In [1]:
import numpy as np
import pandas as pd
import collections

In [2]:
data = pd.read_csv('linear_train.txt', header=None)

В качестве признаков возьмём последоватьельности букв в слове

In [7]:
def build_chargrams(word, gram_range):
    grams = []
    for l in range(gram_range[0], gram_range[1]):
        for i in range(len(word)-l+1):
            grams.append(word[i:i+l])
    return grams

In [8]:
grams = [build_chargrams(word.decode('utf-8'), (1, 3)) for word in data[0].values + '$']

In [9]:
all_grams = []
for i in range(len(grams)):
    all_grams += grams[i]

In [10]:
vocab_size = 1000

In [11]:
def build_dataset(words, n_words):
    """Process raw inputs into a dataset."""
    count = [['UNK', -1]]
    count.extend(collections.Counter(words).most_common(n_words - 1))
    dictionary = dict()
    for word, _ in count:
        dictionary[word] = len(dictionary)
    data = list()
    unk_count = 0
    for word in words:
        if word in dictionary:
            index = dictionary[word]
        else:
            index = 0  # dictionary['UNK']
        unk_count += 1
        data.append(index)
    count[0][1] = unk_count
    reversed_dictionary = dict(zip(dictionary.values(), dictionary.keys()))
    return data, count, dictionary, reversed_dictionary

In [12]:
dataset, count, dictionary, reverse_dictionary = build_dataset(all_grams, vocab_size)

In [13]:
def word2gramvec(gram, dictionary):
    vec_length = len(dictionary.keys())
    vec = np.zeros(vec_length)
    for lex in gram:
        if lex in dictionary.keys():
            vec[dictionary[lex]]+=1
        else:
            vec[dictionary['UNK']]+=1
    return vec

In [18]:
dataset = np.array([word2gramvec(gram, dictionary) for gram in grams])

In [19]:
upper = [1 if val.decode('utf-8')[0].isupper() else -1 for val in data[0].values]

In [20]:
X = np.hstack((dataset, np.reshape(upper, (len(dataset), 1))))
y = data[1]

In [21]:
from sklearn.cross_validation import cross_val_score

from sklearn.linear_model import LogisticRegression
from sklearn.metrics import roc_auc_score

clf = LogisticRegression(C=0.2)
cross_val_score(clf, X, y, scoring='roc_auc', cv=6, n_jobs=-1)
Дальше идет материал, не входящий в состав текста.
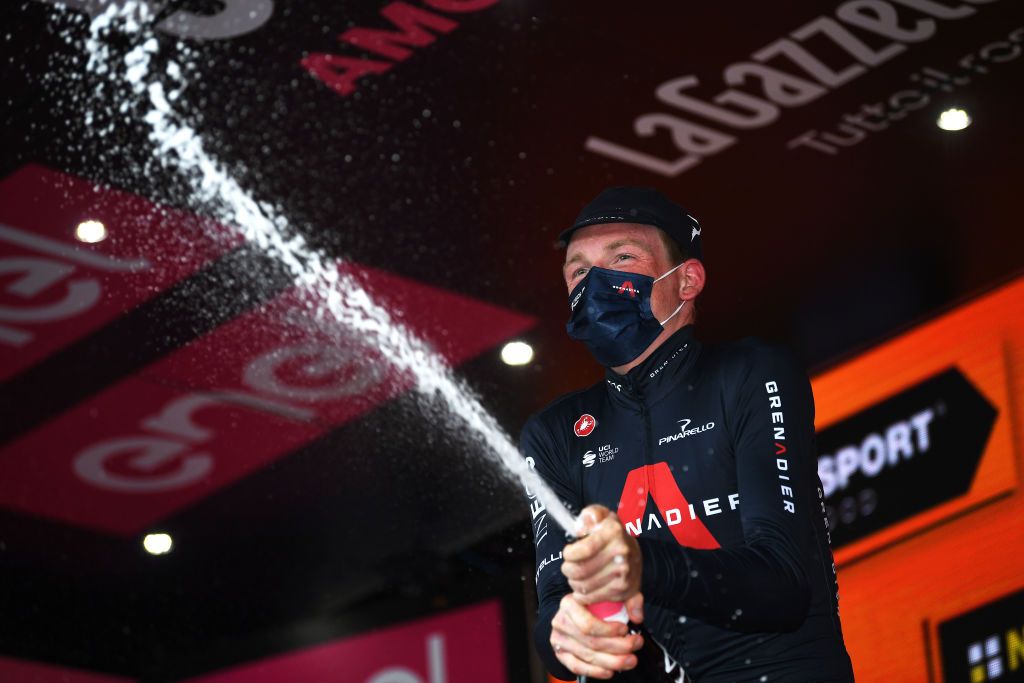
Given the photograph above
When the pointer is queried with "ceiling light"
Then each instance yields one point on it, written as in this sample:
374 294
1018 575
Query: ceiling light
90 231
953 119
158 544
517 353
array([ 0.8039781 ,  0.65020047,  0.61742965,  0.67796756,  0.78553644,
        0.84539512])

In [16]:
cross_val_score(clf, X, y, scoring='roc_auc', cv=6, n_jobs=-1)

array([ 0.82687295,  0.69422441,  0.66193649,  0.71204365,  0.80348999,
        0.85914938])

Linear Model

In [17]:
clf.fit(X, y)

LogisticRegression(C=0.5, class_weight=None, dual=False, fit_intercept=True,
          intercept_scaling=1, max_iter=100, multi_class='ovr', n_jobs=1,
          penalty='l2', random_state=None, solver='liblinear', tol=0.0001,
          verbose=0, warm_start=False)

In [25]:
def process_test_set():
    test_data = pd.read_csv('linear_test.txt', header=None)
    grams = [build_chargrams(word.decode('utf-8'), (1, 4)) for word in test_data[0].values + '$']
    dataset = np.array([word2gramvec(gram, dictionary) for gram in grams])
    print(grams)
    dataset = np.hstack((dataset,
                         np.reshape([1 if word.decode('utf-8')[0].isupper() else -1 for word in test_data[0].values], 
                                    (len(test_data), 1))))
    return dataset

In [19]:
X_test_set = process_test_set()

IOPub data rate exceeded.
The notebook server will temporarily stop sending output
to the client in order to avoid crashing it.
To change this limit, set the config variable
`--NotebookApp.iopub_data_rate_limit`.


In [None]:
del X_train

In [None]:
del X_test

In [30]:
from sklearn.linear_model import LogisticRegression
from sklearn.metrics import roc_auc_score

clf = LogisticRegression(C=0.5)
clf.fit(X, y)

LogisticRegression(C=0.5, class_weight=None, dual=False, fit_intercept=True,
          intercept_scaling=1, max_iter=100, multi_class='ovr', n_jobs=1,
          penalty='l2', random_state=None, solver='liblinear', tol=0.0001,
          verbose=0, warm_start=False)

In [32]:
del data

In [33]:
del X
del y

In [20]:
y_pred = clf.predict_proba(X_test_set)[:, 1]

In [36]:
with open("resul1.txt", "w") as f:
    f.write("Id,Answer\n")
    for i in range(len(y_pred)):
        f.write('{},{}\n'.format(i, str(float(y_pred[i]))))